Third, the president is once again trying to divide the Republican Party by baiting some Republicans into going along with modest tax increases that won’t be so modest if the GOP goes along with adding new revenue everytime a convenient crisis springs up.

Now, for a moment, let’s buy into the president’s fear-mongering about the sequester. If the president is correct about so many facets of American society being adversely affected by a slight cut in the federal budget, then it’s an indication about how far the federal government has reached into our society and how much work small government advocates have before them.

But what happens if the Republican House does not blink (I’ll concede this is a big assumption), the cuts are made and the world remains largely as it was before the budget received a haircut with a number eight clipper?

Though largely protected by his praetorian guard in the media, President Obama risks looking like a Mayan calendar prepper on the morning of December 22nd . An uneventful doomsday may encourage the public to support additional budgetary reductions.

But what if the projected inconveniences do play out? Speaker Boehner & Co. will receive some short term blame though the ensuing potential fallout might lead to an investigation on how internal administrative decisions were made by agencies reacting to the sequestration, specifically looking for instances where the public was arbitrarily made to “feel pain” to defend their ever-growing budgets.

Government exists to serve. Agencies and bureaus that put a greater premium on existence than service should become endangered species.

While the term-limited Obama would be personally immune to blowback to a sequestration game gone badly, he’ll be digging a deep hole for whatever Democrat aims at being his successor.
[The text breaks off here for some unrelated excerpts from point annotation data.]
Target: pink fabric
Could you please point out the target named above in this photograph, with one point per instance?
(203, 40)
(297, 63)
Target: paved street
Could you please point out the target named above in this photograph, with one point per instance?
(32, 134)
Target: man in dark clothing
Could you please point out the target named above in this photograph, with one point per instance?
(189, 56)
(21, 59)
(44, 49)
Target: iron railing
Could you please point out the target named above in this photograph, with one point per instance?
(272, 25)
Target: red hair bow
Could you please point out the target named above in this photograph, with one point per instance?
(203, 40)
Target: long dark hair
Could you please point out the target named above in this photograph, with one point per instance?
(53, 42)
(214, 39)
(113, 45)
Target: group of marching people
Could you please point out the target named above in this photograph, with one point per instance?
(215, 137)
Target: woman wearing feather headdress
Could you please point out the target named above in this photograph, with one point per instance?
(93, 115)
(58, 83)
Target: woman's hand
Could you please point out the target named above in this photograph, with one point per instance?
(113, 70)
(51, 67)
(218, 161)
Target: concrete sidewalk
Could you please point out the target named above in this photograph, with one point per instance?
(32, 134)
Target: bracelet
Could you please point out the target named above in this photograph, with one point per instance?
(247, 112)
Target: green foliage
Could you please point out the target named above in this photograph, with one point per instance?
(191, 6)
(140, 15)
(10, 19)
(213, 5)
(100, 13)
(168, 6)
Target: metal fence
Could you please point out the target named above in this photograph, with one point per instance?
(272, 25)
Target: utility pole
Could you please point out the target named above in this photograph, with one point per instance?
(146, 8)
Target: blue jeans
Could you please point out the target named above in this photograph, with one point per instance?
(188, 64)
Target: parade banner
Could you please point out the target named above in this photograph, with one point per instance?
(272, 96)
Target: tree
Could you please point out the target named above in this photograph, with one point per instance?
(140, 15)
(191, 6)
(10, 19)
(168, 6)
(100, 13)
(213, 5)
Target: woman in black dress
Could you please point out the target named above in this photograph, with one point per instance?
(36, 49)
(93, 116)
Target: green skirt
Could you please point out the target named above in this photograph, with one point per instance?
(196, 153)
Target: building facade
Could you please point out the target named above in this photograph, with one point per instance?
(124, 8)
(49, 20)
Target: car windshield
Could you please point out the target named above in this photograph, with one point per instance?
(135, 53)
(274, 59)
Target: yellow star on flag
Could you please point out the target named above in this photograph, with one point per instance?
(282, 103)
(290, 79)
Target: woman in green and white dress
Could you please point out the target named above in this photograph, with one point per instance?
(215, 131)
Americans voted to re-elected President Obama not so much because they agreed with him or thought things were going fine (polling data indicates that he won despite the state of the country) but because they personally liked him more than the other guy.

Congressmen, on the other hand, tend to win not because of their charisma but because of the issues and positions they advocate. The House of Representatives is determined by principle while the presidency is a popularity contest.

The sequester crisis is the latest failure of President Obama as a leader. He’s prove unable to work with a branch of government and has refused to take seriously a national debt albatross that has only ballooned during his time in office.